Ce sont en particulier les habitants des communes bavaroises survolées par les avions décollant et atterrissant à Kloten qui se disent victimes du développement du trafic de l'aéroport. Il trouble en particulier la sérénité des touristes qui viennent prendre quelque repos dans leur région et constituent pour la Bavière une ressource appréciable.

La suppression des vols de nuit à parti de 20 heures en fin de semaine n'est, de ce point de vue, qu'une demi-mesure.

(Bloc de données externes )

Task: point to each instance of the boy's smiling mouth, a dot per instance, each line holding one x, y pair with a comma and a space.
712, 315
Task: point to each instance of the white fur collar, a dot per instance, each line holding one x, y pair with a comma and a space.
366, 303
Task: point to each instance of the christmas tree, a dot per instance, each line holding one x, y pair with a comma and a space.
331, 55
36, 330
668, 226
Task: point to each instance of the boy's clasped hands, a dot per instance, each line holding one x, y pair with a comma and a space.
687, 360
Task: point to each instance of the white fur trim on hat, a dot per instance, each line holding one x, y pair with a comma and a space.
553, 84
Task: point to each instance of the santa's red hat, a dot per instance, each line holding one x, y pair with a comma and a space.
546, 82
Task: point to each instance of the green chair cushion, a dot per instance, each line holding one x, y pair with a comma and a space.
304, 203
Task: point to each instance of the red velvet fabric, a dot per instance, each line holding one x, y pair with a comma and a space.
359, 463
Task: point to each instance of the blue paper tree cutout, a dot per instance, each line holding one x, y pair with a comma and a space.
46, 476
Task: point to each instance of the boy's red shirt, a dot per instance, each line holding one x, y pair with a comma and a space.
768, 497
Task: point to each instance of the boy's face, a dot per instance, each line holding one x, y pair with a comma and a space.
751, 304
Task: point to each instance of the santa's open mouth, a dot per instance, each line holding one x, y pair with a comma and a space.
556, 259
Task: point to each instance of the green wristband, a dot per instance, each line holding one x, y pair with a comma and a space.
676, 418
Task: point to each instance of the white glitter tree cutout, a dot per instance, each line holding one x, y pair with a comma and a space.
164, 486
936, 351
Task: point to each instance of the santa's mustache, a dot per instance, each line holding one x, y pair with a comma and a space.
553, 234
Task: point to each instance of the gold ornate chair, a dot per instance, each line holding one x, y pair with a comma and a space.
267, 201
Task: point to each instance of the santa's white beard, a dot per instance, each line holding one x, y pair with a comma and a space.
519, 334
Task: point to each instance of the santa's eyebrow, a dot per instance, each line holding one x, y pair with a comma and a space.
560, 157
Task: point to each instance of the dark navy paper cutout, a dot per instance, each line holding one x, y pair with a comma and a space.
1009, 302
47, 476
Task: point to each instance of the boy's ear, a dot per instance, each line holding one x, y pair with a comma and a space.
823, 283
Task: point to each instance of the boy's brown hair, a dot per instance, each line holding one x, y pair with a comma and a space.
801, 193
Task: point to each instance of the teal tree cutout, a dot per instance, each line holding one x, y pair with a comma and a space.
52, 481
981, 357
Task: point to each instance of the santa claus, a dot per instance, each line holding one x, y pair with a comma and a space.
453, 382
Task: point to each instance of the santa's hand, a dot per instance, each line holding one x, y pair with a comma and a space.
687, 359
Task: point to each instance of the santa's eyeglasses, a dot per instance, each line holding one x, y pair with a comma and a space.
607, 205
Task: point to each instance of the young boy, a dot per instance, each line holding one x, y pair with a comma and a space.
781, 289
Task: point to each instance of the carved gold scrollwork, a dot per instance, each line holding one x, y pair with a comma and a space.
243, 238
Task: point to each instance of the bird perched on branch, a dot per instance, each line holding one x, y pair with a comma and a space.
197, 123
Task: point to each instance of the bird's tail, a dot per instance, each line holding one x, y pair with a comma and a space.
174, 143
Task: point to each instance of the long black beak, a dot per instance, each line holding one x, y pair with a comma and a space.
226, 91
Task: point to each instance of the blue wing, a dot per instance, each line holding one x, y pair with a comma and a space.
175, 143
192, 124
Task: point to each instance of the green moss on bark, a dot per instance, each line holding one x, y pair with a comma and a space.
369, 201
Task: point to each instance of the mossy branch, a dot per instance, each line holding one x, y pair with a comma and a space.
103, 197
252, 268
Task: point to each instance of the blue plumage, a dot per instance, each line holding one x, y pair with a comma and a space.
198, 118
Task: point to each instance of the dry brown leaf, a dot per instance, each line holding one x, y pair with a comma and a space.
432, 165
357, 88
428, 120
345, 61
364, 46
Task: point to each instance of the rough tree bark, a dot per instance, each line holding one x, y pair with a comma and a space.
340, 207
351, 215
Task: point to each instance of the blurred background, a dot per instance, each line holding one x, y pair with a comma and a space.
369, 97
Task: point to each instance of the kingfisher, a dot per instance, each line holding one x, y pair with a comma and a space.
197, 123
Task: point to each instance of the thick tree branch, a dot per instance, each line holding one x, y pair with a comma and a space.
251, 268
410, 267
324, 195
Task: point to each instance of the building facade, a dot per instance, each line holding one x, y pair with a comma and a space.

Le «recul allemand», en ce qui concerne la réduction du nombre annuel des survols aériens - moins de 100 000 et non plus à 80 000 -, renforcera sans doute la grogne de la population locale, laquelle estimera que c'est «toujours trop». D'autant que cette mesure ne sera appliquée que plus de trois ans après la signature de l'accord final entre Berne et Berlin.

Avant la négociation, l'Allemagne avait fait connaître son intention d'être ferme dans la négociation. On évoquait même un scénario de tension: Berlin imposant sans attendre, faute d'accord de Berne, des mesures d'autorisation de survol draconiennes et verbalisant directement les pilotes qui dépasseraient cette réglementation unilatérale.

Finalement, le gouvernement allemand a préféré lâcher du lest, en même temps qu'il contraignait la Confédération à mettre un terme au statut d'exception dont bénéficie Zurich-Kloten.